Search code examples
pythonalgorithmword-embeddingdoc2vec

How to measure the word weight using doc2vec vector


I'm using the word2vec algorithm to detect the most important words in a document, my question is about how to compute the weight of an important word using the vector obtained from doc2vec, my code is like that:

model = Doc2Vec.load(fname)
word=["suddenly"]
vectors=model.infer_vector(word)

thank you for your consideration.


Solution

  • Let's say you can find the vector R corresponding to an entire document, using doc2vec. Let's also assume that using word2vec, you can find the vector v corresponding to any word w as well. And finally, let's assume that R and v are in the same N-dimensional space.

    Assuming all this, you may then utilize plain old vector arithmetic to find out some correlations between R and v.

    For starters, you can normalize v. Normalizing, after all, is just dividing each dimension with the magnitude of v. (i.e. |v|) Let's call the normalized version of v as v_normal.

    Then, you may project v_normal onto the line represented by the vector R. That projection operation is just finding the dot product of v_normal and R, right? Let's call that scalar result of the dot product as len_projection. Well, you can consider len_projection / |v_normal| as an indication of how parallel the context of the word is to that of the overall document.
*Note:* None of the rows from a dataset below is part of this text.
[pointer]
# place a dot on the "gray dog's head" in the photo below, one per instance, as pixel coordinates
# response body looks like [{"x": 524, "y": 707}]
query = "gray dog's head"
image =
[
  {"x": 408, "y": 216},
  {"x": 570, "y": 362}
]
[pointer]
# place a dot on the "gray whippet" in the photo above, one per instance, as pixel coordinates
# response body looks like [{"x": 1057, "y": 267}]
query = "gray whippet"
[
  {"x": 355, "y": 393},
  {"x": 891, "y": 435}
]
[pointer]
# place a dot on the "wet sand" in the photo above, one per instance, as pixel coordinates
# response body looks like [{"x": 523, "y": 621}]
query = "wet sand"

In fact, considering just len_projection is enough, because in this case, as v_normal is normalized, |v_normal| == 1.

    Now, you may apply this procedure to all words in the document, and consider the words that lead to greatest len_projection values as the most significant words of that document.

    Note that this method may end up finding frequently-used words like "I", or "and" as the most important words in a document, as such words appear in many different contexts. If that is an issue you would want to remedy, you may want do a post-processing step to filter such common words.

    I sort of thought of this method on the spot here, and I am not sure whether this approach has any scientific backing. But, it may make sense, if you think about how most vector embeddings for words work. Word vectors are usually trained to represent the context in which a word is used. Thinking in terms of vector arithmetic, projecting the vector onto a line may reveal how parallel the context of that word w is, to the overall context represented by that line.

    Last but not least, as I have worked only with word2vec before, I am not sure if doc2vec and word2vec data can be used adjointly like I mentioned above. As I stated in the first paragraph of my answer, it is really critical that R and v has to be in the same N-dimensional space.